Research Press Release

Physics: Antinuclei travel from far, far away

Nature Physics

December 13, 2022

Light antinuclei, comprised of antiprotons and antineutrons, may travel long distances throughout the Galaxy reports a paper published in Nature Physics. The findings suggest these antinuclei could be used in the search for dark matter.

There are no natural sources of antinuclei on Earth, but they are produced elsewhere in the Galaxy. It has been proposed that antinuclei may be the result of interactions between high-energy cosmic radiation, originating from outside our Solar System, and atoms in the interstellar medium (the space between stars in a galaxy). An alternative scenario is that antinuclei are formed by the annihilation of dark-matter particles that have not yet been discovered.

To explore the interactions of light antinuclei and matter, the ALICE Collaboration analysed the antiparticle of the helium-3 (a stable isotope of helium) nucleus.
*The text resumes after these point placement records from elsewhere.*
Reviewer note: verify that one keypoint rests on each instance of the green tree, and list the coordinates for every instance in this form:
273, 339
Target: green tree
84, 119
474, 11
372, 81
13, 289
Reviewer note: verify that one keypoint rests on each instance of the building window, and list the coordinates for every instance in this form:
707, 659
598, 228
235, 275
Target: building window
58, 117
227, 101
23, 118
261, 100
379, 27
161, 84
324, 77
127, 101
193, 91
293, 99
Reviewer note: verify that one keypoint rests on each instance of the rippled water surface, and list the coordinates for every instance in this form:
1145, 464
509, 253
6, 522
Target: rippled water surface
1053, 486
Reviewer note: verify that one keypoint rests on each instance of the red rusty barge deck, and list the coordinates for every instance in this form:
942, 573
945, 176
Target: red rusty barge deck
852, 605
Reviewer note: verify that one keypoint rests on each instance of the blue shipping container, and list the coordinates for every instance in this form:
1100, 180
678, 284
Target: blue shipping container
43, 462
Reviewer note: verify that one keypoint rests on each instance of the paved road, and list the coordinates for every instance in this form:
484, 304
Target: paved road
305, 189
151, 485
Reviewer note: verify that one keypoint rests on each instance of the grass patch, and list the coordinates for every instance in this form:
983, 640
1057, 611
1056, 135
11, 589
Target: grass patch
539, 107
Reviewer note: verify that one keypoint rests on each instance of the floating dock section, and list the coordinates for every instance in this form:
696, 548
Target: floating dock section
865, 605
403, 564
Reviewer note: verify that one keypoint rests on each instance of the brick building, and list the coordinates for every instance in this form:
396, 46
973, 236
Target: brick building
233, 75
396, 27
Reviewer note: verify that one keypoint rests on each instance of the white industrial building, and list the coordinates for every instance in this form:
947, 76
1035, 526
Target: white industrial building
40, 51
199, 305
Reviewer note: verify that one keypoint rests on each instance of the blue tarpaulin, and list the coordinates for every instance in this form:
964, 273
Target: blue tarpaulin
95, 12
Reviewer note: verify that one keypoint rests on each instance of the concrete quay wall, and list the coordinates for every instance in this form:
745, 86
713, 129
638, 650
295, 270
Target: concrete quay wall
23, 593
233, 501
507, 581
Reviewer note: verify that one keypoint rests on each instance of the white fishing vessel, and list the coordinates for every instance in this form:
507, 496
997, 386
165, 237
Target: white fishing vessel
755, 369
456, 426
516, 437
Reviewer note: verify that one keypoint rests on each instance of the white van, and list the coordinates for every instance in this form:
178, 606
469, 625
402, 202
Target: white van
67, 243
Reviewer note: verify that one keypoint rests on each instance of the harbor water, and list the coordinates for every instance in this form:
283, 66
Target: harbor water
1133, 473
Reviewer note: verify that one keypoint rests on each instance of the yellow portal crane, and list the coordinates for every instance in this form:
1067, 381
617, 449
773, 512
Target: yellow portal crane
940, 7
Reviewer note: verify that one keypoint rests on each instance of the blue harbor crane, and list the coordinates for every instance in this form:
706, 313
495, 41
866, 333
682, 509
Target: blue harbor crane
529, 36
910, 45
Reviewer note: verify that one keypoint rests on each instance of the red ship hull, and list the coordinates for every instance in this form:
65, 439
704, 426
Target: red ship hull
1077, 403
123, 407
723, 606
Anti-helium-3 nuclei were produced in particle collisions at the Large Hadron Collider, and these antinuclei then interacted with matter in the ALICE detector causing them to disappear. The authors determined the disappearance probability of antihelium-3 nuclei, and the impact of this probability on the journey of these antinuclei through our Galaxy. Their findings suggest that antihelium-3 nuclei can travel long distances, making them suitable for searching for dark-matter annihilation.